Feature Similarity Analysis Notebook¶
This notebook analyzes a labeled dataset of pipette and tube images using:
- VOC XML annotations for bounding boxes
- ResNet-50 & ConvNeXt-Base for feature extraction (comparison)
- Cosine similarity for comparing image regions
- Grad-CAM for visualizing model attention
1. Setup and Imports¶
from pathlib import Path
from features import create_feature_extractor, extract_all_features
from gradcam import (
create_gradcam,
plot_gradcam_grid,
plot_same_vs_cross_video_pairs,
select_representative_samples,
)
from parsing import get_class_distribution, get_video_distribution, load_dataset
from similarity import (
compute_cross_class_similarity,
compute_full_similarity,
compute_per_class_similarity,
get_class_video_sources,
)
from visualization import (
plot_class_comparison,
plot_cross_class_similarity,
plot_images_with_bboxes,
plot_per_class_similarity,
)
2. Load Dataset¶
Parse VOC XML annotations from the labeled dataset directory.
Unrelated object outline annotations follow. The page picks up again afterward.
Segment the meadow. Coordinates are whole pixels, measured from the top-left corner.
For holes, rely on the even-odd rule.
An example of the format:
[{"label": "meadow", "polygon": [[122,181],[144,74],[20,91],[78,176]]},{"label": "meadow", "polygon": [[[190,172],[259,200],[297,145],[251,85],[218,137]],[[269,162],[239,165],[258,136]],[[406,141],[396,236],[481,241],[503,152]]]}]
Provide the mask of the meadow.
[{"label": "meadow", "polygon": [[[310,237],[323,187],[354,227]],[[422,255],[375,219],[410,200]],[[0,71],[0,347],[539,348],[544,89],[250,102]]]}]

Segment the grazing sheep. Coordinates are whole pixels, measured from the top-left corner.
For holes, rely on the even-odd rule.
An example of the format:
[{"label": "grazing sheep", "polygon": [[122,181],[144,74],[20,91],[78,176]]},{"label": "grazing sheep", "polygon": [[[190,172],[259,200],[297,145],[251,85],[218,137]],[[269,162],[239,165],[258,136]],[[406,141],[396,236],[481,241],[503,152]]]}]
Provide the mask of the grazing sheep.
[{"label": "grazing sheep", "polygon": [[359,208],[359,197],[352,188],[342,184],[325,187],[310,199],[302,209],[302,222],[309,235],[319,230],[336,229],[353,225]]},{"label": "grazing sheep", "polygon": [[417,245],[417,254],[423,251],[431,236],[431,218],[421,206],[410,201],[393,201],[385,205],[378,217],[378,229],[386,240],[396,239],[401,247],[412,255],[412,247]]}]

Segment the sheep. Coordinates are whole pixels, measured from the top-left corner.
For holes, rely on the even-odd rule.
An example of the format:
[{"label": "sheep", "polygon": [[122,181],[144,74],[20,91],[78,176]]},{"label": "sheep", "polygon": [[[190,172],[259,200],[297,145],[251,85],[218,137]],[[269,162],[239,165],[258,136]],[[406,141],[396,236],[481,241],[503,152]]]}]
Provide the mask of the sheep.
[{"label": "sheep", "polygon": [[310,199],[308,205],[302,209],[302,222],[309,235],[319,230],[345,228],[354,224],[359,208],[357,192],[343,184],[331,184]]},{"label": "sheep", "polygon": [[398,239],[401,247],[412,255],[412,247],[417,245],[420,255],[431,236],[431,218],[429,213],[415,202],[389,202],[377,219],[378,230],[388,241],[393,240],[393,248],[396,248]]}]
Video boundary is set at frame 52 (frames 1-51 = clip_1, frames 52+ = clip_2).
DATASET_PATH = Path("pipette_angle_dataset_labelled")
VIDEO_BOUNDARY_FRAME = 52
# Load all annotations
all_objects = load_dataset(DATASET_PATH, VIDEO_BOUNDARY_FRAME)
print(f"Found {len(all_objects)} annotation objects")
# Show class distribution
class_counts = get_class_distribution(all_objects)
print("\nClass distribution:")
for cls, count in sorted(class_counts.items()):
print(f" {cls}: {count}")
# Show video source distribution per class
video_dist = get_video_distribution(all_objects)
print("\nVideo source distribution per class:")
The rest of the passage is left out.